Selanjutnya, acara inti berupa kuliah pakar disampaikan oleh Kepala Dinas Kesehatan Bojonegoro, Ibu Ninik Susmiati, S.KM., M.Kes. Dalam pemaparannya, beliau menjelaskan pentingnya sinergi antara kebijakan kesehatan daerah dengan pemanfaatan teknologi digital dalam meningkatkan kualitas pelayanan kesehatan masyarakat.

Beliau juga menyampaikan, “Digitalisasi layanan kesehatan merupakan langkah strategis dalam mewujudkan pelayanan yang cepat, tepat, dan terintegrasi. Pemerintah Kabupaten Bojonegoro terus mendorong transformasi kesehatan melalui penguatan sistem informasi kesehatan, peningkatan akses layanan, serta kolaborasi dengan institusi pendidikan kesehatan untuk mendukung tercapainya prioritas pembangunan daerah.”

Kegiatan kuliah pakar ini dilaksanakan sebagai upaya meningkatkan wawasan dan pemahaman mahasiswa mengenai perkembangan kebijakan kesehatan terkini serta implementasi digitalisasi layanan kesehatan di daerah. Selain itu, kegiatan ini juga menjadi sarana mempererat kolaborasi antara institusi pendidikan dengan pemerintah daerah dalam mendukung peningkatan mutu pelayanan kesehatan.

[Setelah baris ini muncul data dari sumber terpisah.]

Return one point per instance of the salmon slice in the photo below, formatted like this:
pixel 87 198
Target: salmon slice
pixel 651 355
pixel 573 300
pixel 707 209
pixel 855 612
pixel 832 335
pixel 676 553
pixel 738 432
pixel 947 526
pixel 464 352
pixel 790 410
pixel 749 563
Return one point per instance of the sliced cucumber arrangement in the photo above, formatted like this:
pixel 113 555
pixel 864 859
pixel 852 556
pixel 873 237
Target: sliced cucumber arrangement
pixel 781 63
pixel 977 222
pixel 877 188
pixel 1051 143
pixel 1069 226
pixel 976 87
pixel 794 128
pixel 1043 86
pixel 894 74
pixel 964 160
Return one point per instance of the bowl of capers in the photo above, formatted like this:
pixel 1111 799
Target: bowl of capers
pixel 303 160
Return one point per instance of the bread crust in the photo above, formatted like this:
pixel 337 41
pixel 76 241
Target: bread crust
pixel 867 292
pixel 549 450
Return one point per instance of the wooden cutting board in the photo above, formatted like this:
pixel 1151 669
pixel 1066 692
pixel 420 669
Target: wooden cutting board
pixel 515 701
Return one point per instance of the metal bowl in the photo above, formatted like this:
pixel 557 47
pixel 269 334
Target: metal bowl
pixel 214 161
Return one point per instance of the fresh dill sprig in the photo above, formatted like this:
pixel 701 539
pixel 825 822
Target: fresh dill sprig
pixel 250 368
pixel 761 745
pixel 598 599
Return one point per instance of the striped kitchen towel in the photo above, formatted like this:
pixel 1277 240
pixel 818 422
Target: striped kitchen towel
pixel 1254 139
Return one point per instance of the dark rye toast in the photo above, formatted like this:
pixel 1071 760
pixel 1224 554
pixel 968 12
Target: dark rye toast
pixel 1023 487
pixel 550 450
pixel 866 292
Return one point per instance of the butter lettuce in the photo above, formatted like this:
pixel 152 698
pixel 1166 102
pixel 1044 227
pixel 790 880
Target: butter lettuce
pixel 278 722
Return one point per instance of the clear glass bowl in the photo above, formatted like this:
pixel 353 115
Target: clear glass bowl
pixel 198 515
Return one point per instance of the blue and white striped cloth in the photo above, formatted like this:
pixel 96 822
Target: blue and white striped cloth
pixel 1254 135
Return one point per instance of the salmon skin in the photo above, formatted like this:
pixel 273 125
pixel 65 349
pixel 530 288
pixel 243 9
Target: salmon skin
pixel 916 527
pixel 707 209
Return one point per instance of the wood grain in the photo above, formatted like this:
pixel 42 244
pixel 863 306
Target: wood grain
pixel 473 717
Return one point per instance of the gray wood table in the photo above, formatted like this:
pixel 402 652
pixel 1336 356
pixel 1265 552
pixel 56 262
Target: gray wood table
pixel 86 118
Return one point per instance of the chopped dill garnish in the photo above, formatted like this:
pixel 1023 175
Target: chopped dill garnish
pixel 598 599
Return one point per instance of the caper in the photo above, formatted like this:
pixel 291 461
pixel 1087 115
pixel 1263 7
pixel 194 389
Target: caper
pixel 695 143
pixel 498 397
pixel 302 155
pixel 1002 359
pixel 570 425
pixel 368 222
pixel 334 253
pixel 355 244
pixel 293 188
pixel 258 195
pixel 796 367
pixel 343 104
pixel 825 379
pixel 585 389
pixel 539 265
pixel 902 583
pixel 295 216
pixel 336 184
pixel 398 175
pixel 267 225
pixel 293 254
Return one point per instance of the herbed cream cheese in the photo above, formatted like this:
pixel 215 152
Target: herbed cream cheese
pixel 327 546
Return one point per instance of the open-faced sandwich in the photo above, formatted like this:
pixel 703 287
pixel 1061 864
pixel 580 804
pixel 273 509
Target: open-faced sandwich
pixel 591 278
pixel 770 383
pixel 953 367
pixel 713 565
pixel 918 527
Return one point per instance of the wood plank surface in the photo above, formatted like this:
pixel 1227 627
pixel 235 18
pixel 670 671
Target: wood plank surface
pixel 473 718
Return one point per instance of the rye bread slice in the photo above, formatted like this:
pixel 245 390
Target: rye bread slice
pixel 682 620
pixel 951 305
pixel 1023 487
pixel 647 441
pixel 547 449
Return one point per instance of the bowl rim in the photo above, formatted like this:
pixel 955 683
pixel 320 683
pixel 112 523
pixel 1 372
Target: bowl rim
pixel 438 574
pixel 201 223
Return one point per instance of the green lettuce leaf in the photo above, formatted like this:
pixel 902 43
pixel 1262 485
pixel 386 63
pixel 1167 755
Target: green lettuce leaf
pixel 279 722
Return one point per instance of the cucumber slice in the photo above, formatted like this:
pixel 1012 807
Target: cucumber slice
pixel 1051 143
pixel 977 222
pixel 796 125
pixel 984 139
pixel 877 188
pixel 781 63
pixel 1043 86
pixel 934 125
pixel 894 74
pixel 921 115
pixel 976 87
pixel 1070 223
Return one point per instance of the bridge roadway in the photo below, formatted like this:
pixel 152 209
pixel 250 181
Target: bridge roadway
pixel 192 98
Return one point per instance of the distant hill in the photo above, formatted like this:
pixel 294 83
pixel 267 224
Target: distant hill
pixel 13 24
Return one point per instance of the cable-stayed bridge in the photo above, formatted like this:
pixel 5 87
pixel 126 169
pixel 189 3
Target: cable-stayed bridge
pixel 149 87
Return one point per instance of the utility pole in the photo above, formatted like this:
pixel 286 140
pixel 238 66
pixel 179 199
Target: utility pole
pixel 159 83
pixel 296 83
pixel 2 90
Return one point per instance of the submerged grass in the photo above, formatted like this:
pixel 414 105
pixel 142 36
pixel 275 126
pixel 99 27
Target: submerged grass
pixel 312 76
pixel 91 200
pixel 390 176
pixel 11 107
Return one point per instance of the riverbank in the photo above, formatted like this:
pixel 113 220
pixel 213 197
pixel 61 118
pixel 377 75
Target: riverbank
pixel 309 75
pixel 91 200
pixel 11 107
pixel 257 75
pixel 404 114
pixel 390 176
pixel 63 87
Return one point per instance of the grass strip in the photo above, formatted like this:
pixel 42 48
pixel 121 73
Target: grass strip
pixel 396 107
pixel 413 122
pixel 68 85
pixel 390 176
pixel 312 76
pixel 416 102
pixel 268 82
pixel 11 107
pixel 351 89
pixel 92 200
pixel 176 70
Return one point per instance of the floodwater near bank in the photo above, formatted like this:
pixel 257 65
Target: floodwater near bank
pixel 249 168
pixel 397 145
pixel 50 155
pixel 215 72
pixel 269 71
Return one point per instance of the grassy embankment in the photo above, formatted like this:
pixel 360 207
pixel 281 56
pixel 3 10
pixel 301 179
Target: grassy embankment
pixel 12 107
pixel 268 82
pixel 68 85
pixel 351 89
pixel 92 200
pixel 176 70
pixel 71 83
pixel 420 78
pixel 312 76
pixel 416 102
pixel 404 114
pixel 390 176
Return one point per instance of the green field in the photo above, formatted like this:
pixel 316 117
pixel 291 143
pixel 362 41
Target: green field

Setelah sesi pemaparan materi, acara dilanjutkan dengan sesi tanya jawab yang berlangsung interaktif antara mahasiswa dan narasumber. Para peserta tampak antusias dalam menyampaikan pertanyaan maupun pendapat terkait tantangan dan peluang digitalisasi layanan kesehatan di era modern.

Kegiatan diakhiri dengan sesi foto bersama sebagai bentuk dokumentasi sekaligus mempererat kebersamaan antara narasumber, dosen, dan seluruh peserta yang hadir.